The challenge is providing QoS for such “wild” IPT / IPVC (IP Telephony / IP Video Conferencing) endpoints. (Some people like the term “IP-VTC” = IP Video Teleconferencing — I lost my “tele’s” a while back.) One answer is “they’re wild and uncontrolled, so no QoS”. MS UC seems to sell with the pitch being roughly “you don’t need all the heavy lifting of QoS”, but then I’m told the documentation turns right around and says, in effect “but it would be a good idea to use QoS to provide the best quality voice”. I don’t see “no QoS for wild endpoints” as being a particularly viable answer in most organizations.

This article discusses the QoS-related issues I see.
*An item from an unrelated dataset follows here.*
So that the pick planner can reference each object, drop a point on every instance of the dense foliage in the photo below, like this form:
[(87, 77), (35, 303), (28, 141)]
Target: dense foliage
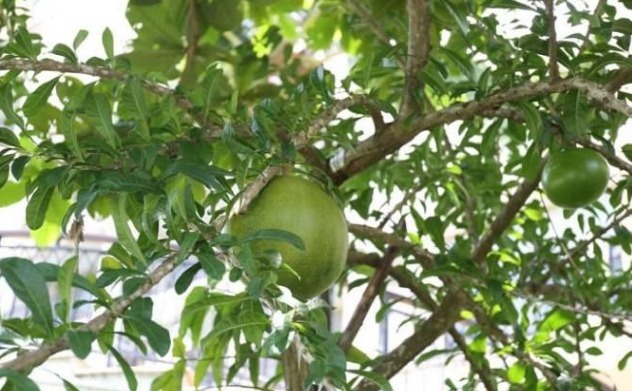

I’m hoping to start a discussion, and would love it if you read this, feel you have an insight or solution, and use the Comments capability to pass it on!

Standard QoS

Sites in need of QoS will have QoS Classification and Marking configured at a Trust Boundary by the time I’m done there. Away from the LAN edge, we use the DSCP markings with default or Cisco QoS SRND-based queuing in switches, and with bandwidth-aware QoS configs in the WAN routers. Generally, for links over T1 speed, we try for a percentage-based approach, one size fits all, to keep maintenance simple. Since we’re not policing or shaping, any “higher priority” bandwidth” left over can be used for the “lower priority” traffic classes. When the contracted WAN speed doesn’t match the link speed, we use a hierarchical QoS approach, shaping to the contracted speed, with the child policy feeding that and controlling how the bandwidth is used. All pretty standard stuff, although I like to think I / we provide good value in helping sites get quickly through the maze of configuring QoS properly — it is a bit confusing if you haven’t done it before.

Vendors, including Cisco, seem to expect the network to trust DSCP markings coming from the endpoint. I’m fine with that when it is a controlled endpoint, e.g.a  Cisco phone or an IP PBX Call Server, where I know the markings will be right. I appreciate things like a voice (or IPVC) VLAN, where only IPT/IPVC devices should be on it (perhaps with some DSCP MAC-based controls). They give me better control over (and simpler) ACLs for QoS and voice security.

I have serious problems trusting PC’s, however. Who knows what DSCP settings application programmers might have used, perhaps to try to make their applications look good (perform better under congestion conditions)? And if traffic is coming off a PC, how the heck are we supposed to provide it with voice security?

QoS for IPVC

For quite a while, when I consult on QoS at a site, I have to decide whether to trust markings from the Tandberg / Polycom IPVC endpoints or Nortel and Avaya PBX’s. I usually do not trust them. Do you?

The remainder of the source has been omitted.